The Calculated risk field is based on a formula:

=SQRT(VLOOKUP(D2,RiskProbValue,2,FALSE)
*VLOOKUP(E2,RiskImpValue,2,FALSE))

Note that two lookup tables were defined to associate numeric values with the Probability and Impact scores; the risk is calculated as the square root of the product of the two numeric values. So let’s say you want to tally up the number of risks with High or Medium scores that are still likely to occur. On the status report, it looks like this:

High Risks

1

Medium Risks

2

We can use the CountIfs function to tally the risks for each criterion. For High risks, e.g. those with a Calculated risk value of 3.0 or more, and a Last likely date after the status date:

=COUNTIFS(Calculated_risk, ">="&3, Last_Date,">"&Status_Date)

For the Medium count, we’ll use a range of values:

=COUNTIFS(Calculated_risk, ">="&2, Calculated_risk, 
"<"&3, Last_Date,">"&Status_Date)

Getting a Completion Date

Sometimes I need to pencil out a very high-level timeline to determine if a goal is even achievable by some date. So I’ll create a list of tasks, each with a proposed duration, and start date. The assumption is that each task begins the day after the predecessor completes. I can then use the WorkDay function:

WorkDay(Start_Date, Duration,[Optional_Holidays])

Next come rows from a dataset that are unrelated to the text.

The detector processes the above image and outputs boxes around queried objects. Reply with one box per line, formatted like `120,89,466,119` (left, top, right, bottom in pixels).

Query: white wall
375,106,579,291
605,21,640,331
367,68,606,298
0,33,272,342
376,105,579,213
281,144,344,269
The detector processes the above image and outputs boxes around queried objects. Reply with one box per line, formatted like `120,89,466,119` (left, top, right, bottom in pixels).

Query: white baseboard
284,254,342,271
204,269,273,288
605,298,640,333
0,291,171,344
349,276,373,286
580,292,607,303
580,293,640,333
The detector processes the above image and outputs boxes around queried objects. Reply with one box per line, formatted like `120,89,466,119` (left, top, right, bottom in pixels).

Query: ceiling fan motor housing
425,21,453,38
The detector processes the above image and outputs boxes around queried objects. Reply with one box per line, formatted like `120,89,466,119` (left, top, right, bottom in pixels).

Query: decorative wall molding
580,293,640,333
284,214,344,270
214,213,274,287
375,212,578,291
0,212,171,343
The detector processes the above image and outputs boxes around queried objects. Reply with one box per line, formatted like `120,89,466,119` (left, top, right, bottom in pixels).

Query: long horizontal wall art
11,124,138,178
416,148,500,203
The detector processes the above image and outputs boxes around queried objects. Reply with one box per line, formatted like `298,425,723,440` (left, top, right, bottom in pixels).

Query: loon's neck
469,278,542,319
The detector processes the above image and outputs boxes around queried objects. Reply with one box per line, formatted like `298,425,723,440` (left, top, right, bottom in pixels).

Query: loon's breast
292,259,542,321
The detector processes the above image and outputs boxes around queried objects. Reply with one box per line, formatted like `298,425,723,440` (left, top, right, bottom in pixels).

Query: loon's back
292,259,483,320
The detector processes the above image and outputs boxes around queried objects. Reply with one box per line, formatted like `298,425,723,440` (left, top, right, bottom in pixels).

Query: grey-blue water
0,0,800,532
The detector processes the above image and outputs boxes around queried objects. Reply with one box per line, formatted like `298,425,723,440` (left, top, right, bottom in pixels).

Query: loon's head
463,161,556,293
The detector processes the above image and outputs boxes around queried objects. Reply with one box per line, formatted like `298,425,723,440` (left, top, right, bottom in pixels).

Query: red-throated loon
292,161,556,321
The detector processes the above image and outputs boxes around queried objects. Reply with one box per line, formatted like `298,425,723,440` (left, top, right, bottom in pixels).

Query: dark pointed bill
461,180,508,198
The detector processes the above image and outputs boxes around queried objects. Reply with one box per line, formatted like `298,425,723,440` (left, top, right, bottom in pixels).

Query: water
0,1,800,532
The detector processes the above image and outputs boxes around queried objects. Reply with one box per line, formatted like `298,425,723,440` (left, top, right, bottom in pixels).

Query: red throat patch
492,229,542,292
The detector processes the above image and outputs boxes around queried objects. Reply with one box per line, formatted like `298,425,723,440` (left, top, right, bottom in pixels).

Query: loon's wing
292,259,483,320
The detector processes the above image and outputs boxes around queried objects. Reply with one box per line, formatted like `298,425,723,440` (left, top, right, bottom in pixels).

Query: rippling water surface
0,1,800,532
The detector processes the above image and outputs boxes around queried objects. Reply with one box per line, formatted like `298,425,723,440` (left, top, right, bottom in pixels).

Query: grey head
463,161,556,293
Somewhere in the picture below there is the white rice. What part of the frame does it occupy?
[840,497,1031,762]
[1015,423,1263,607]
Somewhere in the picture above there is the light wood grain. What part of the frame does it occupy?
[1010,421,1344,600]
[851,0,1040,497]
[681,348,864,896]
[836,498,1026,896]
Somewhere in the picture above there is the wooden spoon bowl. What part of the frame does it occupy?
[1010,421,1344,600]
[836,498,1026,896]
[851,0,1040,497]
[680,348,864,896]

This returns the serial number of the date Duration days after Start_Date. I can convert it for display using the Text function, like so:

=TEXT(WORKDAY(B7,C7,Holidays),"m/d/yyy")

I can also convert the date to the day of the week, again using the Text function:

=TEXT(WORKDAY(B11,C11,Holidays),"dddd")

This lets me specify a State Date for the first task and durations for each task in the list, with the subsequent start dates and completion date calculated automatically.

Task

Start Date

Duration

Plan

1/5/2017

5

Analyze

1/12/2017

25

Build

2/17/2017

15

Test

3/13/2017

26

Cutover

4/18/2017

3

Complete on

4/21/2017

Friday

Of course, the danger in this approach is that by tweaking the start date or individual durations, you can convince yourself that something is achievable simply by giving yourself less time to do it. So, don’t do that.

The ability to create reusable spreadsheets that use Excel functions to provide actionable information from raw data is still one of those skills that will pay big dividends over the course of a career in project management. All you really need is a little imagination and an understanding of what the data actually represents.